Chapter 19: Deposit Insurance and other Liability Guarantees. Flashcards
What is a contagious run? What are some of the potentially serious adverse social welfare effects of a contagious run? Do all types of FIs face the same risk of contagious runs?
A contagious run is an unjustified panic condition in which liability holders withdraw funds from a deposit-taking institution without first determining whether the institution is at risk. This action usually occurs at a time that a similar run is occurring at a different institution that is at risk. The contagious run may have an adverse effect on the level of savings that may affect wealth transfers, the supply of credit, and control of the money supply. Deposit-taking institutions and insurance companies face the most serious risk of contagious runs.
How does deposit insurance help mitigate the problem of bank runs? What other elements of the safety net are available to FIs in Canada?
Bank runs are costly to society since they create liquidity problems and can have a contagion effect. Because of the first-come, first-serve nature of deposit liabilities, bank depositors have incentives to run on the bank if they are concerned about the bank’s solvency. As a result of the external cost of bank runs on the safety and soundness of the entire banking system, a safety net to remove the incentives to undertake bank runs was put into place in 1967. The primary pieces of this safety net are deposit insurance and other guaranty programs that provide assurance that funds are safe even in cases when the FI is in financial distress.
Other elements of the safety net are access to the lender of last resort (borrowing from the Bank of Canada) and minimum capital guidelines.
What is moral hazard?
Moral hazard occurs in the financial institution industry when the provision of deposit insurance or other liability guarantees encourages the institution to accept asset risks that are greater than the risks that would have been accepted without such liability insurance.
How does a risk-based insurance program solve the moral hazard problem of excessive risk taking by FIs? Is an actuarially fair premium for deposit insurance always consistent with a competitive banking system?
A risk-based insurance program should deter banks from engaging in excessive risk-taking as long as it is priced in an actuarially fair manner. However, since the failure of banks can have significant social costs, regulators have a special responsibility towards maintaining their solvency, even providing them with some form of subsidies. In a completely free market system, it is possible that deposit-taking institutions located in sparsely populated areas may have to pay extremely high premiums to compensate for a lack of diversification or investment opportunities. Such DTIs may have to close down unless subsidized by the regulators. Thus, a strictly risk-based insurance system may not be compatible with a truly competitive banking system.

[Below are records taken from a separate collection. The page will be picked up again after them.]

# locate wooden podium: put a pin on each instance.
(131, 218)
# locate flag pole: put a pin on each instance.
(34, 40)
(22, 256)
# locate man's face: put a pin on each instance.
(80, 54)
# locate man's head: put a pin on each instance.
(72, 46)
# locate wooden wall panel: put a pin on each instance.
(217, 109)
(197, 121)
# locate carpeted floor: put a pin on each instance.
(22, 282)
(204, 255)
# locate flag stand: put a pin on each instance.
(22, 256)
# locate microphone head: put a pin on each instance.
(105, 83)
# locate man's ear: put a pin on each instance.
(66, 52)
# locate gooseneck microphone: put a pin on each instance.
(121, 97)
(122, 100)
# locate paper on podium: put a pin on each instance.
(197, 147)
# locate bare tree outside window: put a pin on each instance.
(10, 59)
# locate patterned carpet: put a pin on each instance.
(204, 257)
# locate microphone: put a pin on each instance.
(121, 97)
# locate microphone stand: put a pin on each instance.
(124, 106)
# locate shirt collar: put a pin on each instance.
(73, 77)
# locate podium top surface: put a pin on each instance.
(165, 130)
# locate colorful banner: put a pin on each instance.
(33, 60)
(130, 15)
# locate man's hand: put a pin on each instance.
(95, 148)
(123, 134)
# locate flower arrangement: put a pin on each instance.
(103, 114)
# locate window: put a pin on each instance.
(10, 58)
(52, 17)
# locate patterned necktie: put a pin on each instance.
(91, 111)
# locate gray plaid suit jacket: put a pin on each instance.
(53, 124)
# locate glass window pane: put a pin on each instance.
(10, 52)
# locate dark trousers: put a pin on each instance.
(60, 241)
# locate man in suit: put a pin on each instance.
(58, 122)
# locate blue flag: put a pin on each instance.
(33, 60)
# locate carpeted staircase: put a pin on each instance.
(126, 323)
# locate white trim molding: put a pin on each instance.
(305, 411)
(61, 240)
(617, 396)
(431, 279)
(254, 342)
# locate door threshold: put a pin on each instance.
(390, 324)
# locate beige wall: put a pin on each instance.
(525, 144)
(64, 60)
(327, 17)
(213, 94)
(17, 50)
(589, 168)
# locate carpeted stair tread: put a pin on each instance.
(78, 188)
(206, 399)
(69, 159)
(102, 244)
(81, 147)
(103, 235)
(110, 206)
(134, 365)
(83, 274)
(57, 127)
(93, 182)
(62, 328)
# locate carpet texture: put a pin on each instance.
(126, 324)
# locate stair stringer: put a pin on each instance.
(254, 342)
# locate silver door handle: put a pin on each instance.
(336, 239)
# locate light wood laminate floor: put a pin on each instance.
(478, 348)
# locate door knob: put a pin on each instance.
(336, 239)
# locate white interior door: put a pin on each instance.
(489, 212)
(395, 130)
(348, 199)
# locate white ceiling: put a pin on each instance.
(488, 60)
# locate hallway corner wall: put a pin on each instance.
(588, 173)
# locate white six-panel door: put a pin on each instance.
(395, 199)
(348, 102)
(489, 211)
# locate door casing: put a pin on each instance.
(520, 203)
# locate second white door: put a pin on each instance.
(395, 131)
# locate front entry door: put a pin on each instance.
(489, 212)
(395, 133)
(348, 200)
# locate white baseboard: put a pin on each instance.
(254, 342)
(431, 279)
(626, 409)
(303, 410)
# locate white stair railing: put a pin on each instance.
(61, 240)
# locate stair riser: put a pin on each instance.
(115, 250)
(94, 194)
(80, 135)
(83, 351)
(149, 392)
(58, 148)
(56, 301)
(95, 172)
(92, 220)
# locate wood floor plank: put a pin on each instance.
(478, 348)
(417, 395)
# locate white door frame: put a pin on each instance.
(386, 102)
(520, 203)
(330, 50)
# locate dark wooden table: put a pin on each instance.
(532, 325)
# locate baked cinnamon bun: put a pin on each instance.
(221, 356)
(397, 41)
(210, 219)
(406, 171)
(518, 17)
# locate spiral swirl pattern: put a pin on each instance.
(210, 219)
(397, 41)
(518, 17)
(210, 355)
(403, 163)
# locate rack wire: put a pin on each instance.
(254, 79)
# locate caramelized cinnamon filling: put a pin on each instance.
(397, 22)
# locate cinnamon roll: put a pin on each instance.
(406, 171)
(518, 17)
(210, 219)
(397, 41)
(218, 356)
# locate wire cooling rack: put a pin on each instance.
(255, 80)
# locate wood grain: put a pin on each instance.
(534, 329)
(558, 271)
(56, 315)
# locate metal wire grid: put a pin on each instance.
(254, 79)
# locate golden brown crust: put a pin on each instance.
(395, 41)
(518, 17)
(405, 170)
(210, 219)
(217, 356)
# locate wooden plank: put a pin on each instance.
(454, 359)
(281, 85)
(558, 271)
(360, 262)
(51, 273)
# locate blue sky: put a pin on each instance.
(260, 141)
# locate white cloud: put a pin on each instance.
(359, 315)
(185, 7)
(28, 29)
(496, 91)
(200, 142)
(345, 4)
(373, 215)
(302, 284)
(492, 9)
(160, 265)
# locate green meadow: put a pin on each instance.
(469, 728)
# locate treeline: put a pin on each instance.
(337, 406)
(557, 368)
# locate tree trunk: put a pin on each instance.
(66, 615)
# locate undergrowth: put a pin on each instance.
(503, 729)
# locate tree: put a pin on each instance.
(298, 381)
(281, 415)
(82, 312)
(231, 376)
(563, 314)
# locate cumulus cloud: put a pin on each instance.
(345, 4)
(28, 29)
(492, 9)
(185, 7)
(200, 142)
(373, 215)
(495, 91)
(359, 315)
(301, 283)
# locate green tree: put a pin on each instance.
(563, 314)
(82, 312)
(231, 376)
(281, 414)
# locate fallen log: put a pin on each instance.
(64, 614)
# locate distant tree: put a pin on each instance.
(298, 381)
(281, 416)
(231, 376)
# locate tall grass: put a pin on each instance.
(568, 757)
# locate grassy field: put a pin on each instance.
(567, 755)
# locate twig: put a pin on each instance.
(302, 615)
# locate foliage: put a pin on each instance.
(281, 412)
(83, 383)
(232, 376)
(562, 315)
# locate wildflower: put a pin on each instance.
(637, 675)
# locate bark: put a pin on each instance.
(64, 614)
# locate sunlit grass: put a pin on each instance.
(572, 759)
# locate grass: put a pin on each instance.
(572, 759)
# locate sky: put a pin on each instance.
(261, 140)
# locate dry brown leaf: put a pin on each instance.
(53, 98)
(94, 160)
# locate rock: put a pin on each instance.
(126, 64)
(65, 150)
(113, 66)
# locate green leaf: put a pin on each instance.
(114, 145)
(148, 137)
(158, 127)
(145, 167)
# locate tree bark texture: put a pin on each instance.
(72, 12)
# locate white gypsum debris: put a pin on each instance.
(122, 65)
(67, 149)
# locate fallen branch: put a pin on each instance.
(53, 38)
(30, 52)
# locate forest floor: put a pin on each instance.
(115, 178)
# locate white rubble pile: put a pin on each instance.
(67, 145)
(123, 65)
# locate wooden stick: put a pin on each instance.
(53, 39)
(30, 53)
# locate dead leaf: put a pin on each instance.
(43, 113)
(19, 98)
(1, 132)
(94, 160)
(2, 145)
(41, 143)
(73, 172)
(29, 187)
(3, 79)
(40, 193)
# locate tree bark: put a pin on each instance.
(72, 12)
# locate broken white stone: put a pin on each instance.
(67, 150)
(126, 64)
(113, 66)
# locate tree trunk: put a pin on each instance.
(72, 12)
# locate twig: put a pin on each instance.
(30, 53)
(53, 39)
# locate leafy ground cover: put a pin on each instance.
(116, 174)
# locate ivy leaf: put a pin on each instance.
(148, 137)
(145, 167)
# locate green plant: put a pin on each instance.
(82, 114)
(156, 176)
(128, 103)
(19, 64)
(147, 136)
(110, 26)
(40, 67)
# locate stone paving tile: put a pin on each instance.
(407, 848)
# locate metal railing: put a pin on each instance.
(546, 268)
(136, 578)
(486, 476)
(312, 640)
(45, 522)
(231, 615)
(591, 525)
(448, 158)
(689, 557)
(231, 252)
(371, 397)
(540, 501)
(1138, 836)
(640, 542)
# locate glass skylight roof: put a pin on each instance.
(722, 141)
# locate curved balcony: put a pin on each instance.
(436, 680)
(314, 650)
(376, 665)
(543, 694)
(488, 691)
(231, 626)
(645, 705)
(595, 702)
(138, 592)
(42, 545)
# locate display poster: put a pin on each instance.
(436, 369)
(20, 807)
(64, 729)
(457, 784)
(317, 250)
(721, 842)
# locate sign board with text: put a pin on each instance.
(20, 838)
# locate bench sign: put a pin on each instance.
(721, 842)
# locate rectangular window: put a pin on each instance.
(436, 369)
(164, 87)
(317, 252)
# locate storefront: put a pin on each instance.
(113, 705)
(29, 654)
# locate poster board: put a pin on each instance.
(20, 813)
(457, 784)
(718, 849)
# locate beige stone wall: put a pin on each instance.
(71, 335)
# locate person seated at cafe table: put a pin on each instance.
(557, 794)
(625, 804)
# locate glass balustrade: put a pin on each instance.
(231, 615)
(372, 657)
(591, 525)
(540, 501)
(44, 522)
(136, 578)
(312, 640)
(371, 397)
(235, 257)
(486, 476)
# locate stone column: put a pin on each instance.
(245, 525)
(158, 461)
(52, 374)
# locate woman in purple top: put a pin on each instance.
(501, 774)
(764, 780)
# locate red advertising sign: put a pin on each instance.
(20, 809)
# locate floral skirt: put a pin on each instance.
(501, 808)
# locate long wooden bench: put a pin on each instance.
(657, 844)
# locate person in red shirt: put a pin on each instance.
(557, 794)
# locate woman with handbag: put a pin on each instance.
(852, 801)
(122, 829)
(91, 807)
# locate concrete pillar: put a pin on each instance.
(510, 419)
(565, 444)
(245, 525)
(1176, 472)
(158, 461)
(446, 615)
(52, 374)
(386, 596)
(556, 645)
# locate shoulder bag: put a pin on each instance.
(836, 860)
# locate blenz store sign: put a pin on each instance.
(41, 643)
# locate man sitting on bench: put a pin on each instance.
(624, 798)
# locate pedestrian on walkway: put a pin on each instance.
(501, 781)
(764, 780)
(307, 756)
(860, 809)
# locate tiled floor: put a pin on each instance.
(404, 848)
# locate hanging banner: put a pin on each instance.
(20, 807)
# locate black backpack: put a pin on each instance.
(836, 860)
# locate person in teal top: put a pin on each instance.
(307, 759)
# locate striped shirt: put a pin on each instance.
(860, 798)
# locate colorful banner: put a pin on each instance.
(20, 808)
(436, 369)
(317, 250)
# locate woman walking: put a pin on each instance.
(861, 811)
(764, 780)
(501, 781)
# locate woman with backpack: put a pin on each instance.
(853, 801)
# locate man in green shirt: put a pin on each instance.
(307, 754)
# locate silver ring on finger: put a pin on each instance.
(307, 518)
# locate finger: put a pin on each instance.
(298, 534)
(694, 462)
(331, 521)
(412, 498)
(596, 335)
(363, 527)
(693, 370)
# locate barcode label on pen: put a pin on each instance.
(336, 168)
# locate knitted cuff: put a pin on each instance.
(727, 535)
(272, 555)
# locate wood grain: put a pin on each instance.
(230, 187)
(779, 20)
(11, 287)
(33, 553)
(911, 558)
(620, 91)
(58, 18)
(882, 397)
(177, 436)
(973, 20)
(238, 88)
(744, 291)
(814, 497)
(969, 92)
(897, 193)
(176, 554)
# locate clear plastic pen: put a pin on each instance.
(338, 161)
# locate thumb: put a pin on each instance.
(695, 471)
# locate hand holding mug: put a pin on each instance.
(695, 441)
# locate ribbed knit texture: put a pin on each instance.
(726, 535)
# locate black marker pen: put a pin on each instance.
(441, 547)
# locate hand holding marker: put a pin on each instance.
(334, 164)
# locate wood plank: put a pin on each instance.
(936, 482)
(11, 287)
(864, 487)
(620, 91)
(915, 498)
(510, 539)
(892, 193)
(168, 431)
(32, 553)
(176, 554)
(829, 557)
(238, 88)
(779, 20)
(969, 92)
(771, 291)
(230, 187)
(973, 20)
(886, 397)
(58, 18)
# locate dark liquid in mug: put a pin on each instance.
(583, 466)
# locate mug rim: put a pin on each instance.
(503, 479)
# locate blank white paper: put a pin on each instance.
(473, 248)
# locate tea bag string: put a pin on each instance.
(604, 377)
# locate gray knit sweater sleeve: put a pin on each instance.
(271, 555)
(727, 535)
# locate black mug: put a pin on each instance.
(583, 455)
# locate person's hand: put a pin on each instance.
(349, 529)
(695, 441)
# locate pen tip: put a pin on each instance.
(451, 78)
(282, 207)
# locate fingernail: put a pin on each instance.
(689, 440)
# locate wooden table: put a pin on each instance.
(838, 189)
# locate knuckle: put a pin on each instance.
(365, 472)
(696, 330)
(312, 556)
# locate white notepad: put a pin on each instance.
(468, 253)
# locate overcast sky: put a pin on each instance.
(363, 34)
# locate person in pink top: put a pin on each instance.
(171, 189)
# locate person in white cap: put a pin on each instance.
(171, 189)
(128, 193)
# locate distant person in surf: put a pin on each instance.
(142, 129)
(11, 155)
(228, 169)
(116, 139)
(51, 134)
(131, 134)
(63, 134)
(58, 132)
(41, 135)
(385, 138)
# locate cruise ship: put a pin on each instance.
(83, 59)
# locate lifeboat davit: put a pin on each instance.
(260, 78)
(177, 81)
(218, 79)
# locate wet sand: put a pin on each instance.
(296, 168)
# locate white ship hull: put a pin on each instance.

What are three suggested ways in which a deposit insurance contract could be structured to reduce moral hazard behaviour?
(1) increasing stockholder discipline,
(2) increasing depositor discipline, and
(3) increasing regulator discipline.
How is the provision of deposit insurance similar to writing a put option on the assets of an FI that buys the insurance? What two factors drive the premium of the option?
As long as the DTI is profitable, the owners of the DTI benefit by maintaining a positive market value of equity. If the DTI’s performance falters sufficiently that net worth becomes negative, the owners can put the assets back to the CDIC who will pay off the insured depositors and sell the assets. The premium on this put option, or deposit insurance, is positively related to the level of risk of the assets and to the amount of leverage maintained by the DTI.
What is capital forbearance? How does a policy of forbearance potentially increase the costs of financial distress to the insurance fund as well as the stockholders?
Capital forbearance refers to regulators’ permitting an FI with depleted capital to continue operations. The primary advantage occurs in the short run through the savings of liquidation costs. In the longer run, the likely cost is that the poorly managed FI will become larger, more risky, but no more solvent. Eventually even larger liquidation costs must be incurred.
Under what conditions may the implementation of minimum capital guidelines, either risk-based or non-risk-based, fail to impose stockholder discipline as desired by regulators?
Regulators must be willing to enforce immediately corrective action provisions against banks that violate the minimum capital guidelines.
What is the TBTF doctrine?
Large DTIs are not generally allowed to fail because of the draining effects on the resources of the insurance funds and the fear of contagious or systemic runs spreading to other large DTIs. Thus, the fear of significant negative effects on the financial system usually meant that both large and small depositors in large DTIs are protected.
How do insurance guarantee funds differ from deposit insurance? What impact do these differences have on the incentive for insurance policyholders to engage in a contagious run on an insurance company?
Insurance guaranty fund programs are supported and administered by the private insurance companies.
Deposit insurance is provided by CDIC which is a Crown corporation.